Oireachtas Joint and Select Committees

Tuesday, 23 September 2025

Joint Oireachtas Committee on Artificial Intelligence

Artificial Intelligence and Children and Young People: Discussion

2:00 am

Ms Noeline Blackwell:

I thank the Senator for raising that question. It is a loaded one, but it is important.

It goes back to something that is really not happening, which is that there is little or no obligation on big tech companies to produce safe products for children. One is not allowed to sell a car or baby formula in the European Union without a certificate saying that it is inherently safe. It is not that a car will not knock a child down but it must be inherently safe. That is only barely starting at European Union level but to the credit of the EU, it is going further than many other places. In the US, for example, they are saying that they will not regulate AI for ten years. In terms of an awful lot of what we are looking at in the Children's Rights Alliance, we are saying that there is a really big responsibility on the companies to produce safe products in the first place.

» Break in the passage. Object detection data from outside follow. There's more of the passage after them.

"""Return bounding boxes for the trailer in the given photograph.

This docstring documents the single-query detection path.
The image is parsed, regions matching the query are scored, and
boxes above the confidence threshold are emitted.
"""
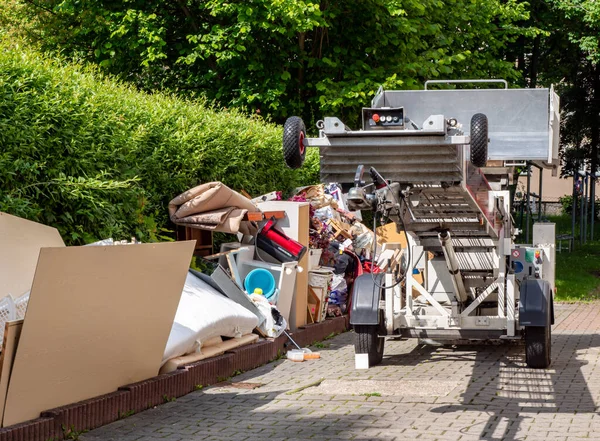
[283,80,560,368]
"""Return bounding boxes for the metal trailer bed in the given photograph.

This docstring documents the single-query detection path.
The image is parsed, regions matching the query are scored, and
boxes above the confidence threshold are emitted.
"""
[283,78,560,368]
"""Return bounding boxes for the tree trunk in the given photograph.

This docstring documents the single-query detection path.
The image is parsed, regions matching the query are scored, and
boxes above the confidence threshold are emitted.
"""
[529,35,541,89]
[590,66,600,175]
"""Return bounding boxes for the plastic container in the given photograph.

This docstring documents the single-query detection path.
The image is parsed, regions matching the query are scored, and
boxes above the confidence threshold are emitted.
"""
[244,268,275,299]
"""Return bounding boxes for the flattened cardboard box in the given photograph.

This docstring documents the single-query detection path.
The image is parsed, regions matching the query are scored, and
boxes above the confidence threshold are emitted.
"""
[3,241,194,426]
[0,212,65,299]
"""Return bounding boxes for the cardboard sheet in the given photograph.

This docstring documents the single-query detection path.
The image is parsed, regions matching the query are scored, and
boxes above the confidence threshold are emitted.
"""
[4,241,194,426]
[258,201,310,331]
[0,212,65,299]
[0,320,23,422]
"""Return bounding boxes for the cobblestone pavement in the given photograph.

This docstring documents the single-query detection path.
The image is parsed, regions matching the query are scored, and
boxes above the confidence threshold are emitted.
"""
[80,302,600,441]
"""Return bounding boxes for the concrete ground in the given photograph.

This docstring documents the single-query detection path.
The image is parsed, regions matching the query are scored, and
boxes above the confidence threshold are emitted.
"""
[79,302,600,441]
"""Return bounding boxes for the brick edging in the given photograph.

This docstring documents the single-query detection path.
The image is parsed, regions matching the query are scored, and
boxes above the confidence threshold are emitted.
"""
[0,316,350,441]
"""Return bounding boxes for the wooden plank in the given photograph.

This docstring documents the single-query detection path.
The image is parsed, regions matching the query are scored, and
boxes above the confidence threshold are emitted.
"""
[4,241,194,425]
[258,201,310,331]
[0,320,23,427]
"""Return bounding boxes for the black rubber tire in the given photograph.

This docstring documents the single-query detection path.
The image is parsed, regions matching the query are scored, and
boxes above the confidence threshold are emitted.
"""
[354,325,385,366]
[525,326,552,369]
[471,113,489,167]
[283,116,306,168]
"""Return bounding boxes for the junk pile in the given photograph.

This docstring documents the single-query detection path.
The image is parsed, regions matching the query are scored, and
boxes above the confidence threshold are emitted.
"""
[0,178,410,426]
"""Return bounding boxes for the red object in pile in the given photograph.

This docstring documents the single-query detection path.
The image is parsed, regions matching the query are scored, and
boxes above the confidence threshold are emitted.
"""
[363,260,381,274]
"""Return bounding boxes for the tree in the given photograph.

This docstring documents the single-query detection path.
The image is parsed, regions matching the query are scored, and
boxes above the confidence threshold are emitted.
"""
[0,0,534,127]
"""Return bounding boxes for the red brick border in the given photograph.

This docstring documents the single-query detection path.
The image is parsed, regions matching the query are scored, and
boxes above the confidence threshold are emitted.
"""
[0,317,350,441]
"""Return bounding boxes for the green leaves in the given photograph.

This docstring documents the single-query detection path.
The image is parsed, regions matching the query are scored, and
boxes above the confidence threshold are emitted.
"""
[0,43,318,244]
[3,0,535,127]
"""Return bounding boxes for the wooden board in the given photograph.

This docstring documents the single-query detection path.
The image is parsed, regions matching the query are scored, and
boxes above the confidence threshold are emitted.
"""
[0,320,23,425]
[160,334,258,374]
[377,222,406,248]
[0,213,65,299]
[4,241,194,426]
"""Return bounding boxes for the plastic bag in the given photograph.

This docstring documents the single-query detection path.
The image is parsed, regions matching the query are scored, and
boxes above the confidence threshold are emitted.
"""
[329,274,348,306]
[250,294,287,338]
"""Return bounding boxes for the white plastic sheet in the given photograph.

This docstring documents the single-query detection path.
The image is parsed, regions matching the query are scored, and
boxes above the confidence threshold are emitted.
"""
[162,273,258,364]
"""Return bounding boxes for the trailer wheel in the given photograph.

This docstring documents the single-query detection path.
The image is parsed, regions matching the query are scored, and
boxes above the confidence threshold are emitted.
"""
[525,325,552,369]
[283,116,306,168]
[354,317,385,366]
[471,113,488,167]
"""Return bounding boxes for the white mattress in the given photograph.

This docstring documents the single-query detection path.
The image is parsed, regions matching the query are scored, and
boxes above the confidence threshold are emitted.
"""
[162,272,258,364]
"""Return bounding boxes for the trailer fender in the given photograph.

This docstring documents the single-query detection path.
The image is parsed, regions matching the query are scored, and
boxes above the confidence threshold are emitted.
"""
[519,279,554,326]
[350,274,383,325]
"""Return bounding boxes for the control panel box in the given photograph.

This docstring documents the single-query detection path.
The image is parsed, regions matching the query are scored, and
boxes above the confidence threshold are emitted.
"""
[362,107,404,130]
[510,247,545,281]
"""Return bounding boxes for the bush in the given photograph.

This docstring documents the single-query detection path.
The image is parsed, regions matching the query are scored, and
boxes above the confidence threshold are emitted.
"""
[558,195,600,218]
[0,43,319,244]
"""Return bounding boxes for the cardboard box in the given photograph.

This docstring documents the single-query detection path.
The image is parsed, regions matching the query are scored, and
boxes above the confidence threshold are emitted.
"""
[0,214,194,426]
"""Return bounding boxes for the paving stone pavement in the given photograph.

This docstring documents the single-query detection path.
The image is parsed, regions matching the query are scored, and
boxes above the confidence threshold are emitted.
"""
[79,302,600,441]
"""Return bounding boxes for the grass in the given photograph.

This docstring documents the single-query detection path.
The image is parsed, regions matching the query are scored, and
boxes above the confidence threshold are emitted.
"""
[548,216,600,301]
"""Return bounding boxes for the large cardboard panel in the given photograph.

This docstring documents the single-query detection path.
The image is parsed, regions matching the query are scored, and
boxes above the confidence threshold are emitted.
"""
[0,212,65,298]
[4,241,195,425]
[0,320,23,422]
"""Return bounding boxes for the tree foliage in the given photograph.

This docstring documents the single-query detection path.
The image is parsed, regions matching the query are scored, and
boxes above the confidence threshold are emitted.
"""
[0,43,318,244]
[2,0,535,127]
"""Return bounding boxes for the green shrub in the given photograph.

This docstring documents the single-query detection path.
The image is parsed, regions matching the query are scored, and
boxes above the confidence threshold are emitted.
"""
[558,195,600,218]
[0,43,318,244]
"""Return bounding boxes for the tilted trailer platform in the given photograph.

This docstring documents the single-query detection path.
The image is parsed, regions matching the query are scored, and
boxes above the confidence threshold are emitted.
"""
[283,80,559,368]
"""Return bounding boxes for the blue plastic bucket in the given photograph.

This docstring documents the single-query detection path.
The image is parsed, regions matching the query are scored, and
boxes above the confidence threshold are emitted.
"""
[244,268,275,299]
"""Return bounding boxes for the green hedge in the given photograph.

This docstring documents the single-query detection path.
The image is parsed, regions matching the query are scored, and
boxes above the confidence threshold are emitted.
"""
[0,43,318,244]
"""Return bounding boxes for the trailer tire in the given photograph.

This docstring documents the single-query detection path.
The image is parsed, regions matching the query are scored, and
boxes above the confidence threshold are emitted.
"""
[471,113,489,167]
[354,317,385,366]
[283,116,306,168]
[525,325,552,369]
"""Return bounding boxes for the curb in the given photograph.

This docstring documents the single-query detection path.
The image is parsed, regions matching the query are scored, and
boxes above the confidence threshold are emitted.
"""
[7,316,350,441]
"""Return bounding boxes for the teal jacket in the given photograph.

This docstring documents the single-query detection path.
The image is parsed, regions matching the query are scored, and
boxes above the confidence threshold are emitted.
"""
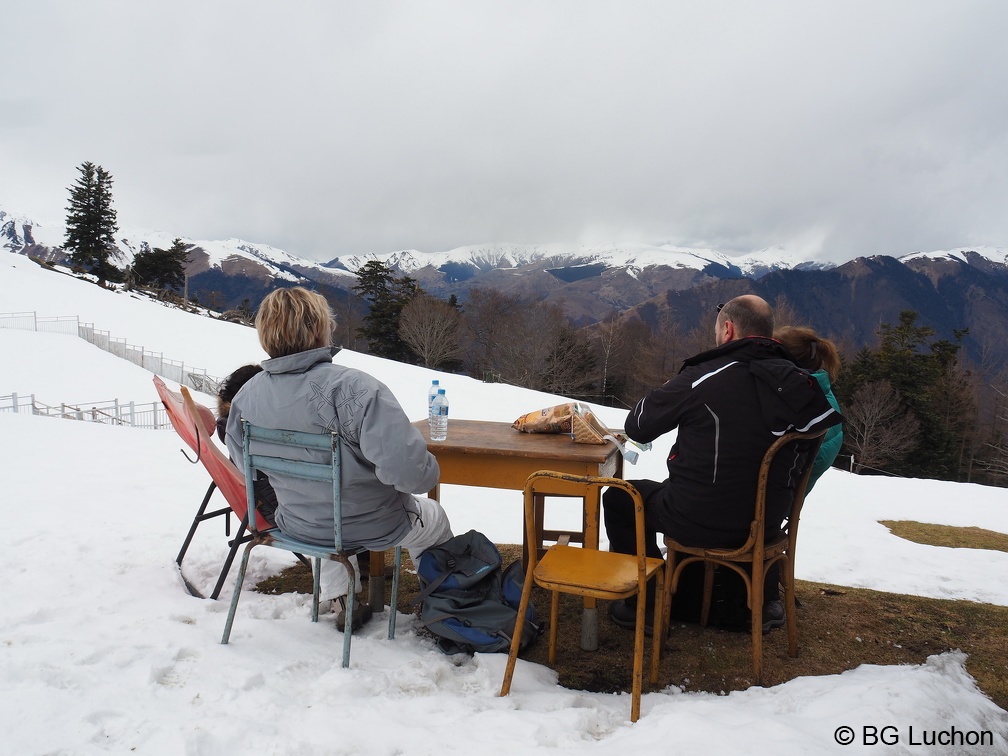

The critical learning is really important for the issue of child sexual abuse material. Those deepfakes not only harm the children who are abused in them or semi-created in them; they also harm children in general because we are seeing it as children producing these, thinking that it is just fun. We have no regulation at all at European level on child sexual abuse material. We have not managed to get anything through simply because of the American concept of privacy. This is a bit controversial, but I will say it anyway. The American concept of freedom of speech, which is not the European concept, and the American concept of privacy have overridden entirely the right to protect children in the digital environment. Ireland is committed, in this particular Oireachtas, to developing a directive that can be brought in gradually. In the meantime, we have huge issues around our Tusla guidelines and the Children First guidelines. We have some really good legislation that is better than in other countries but it is not good enough. We need to protect children such that they understand what they are doing if they are making deepfakes or engaging in cyberbullying that is AI generated. There is that need but where is it to be in the curriculum? There is a most beautiful OECD video that is about half an hour long. In it, a teacher has all of the time in the world, it seems to develop it with the children. It now has to be embedded in the curriculum and not just in one class. It is not just for a tech class but needs to be throughout the curriculum. It also needs to be throughout youth work, to pick up on the points made by the National Youth Council of Ireland. Other people need to be involved so that young people understand that it may not be right or what they are looking for may not be right and they understand the harmful and criminal nature of it. We also have to resource our gardaí and the Director of Public Prosecutions to be able to understand what they are seeing and to be able to stop this criminal activity.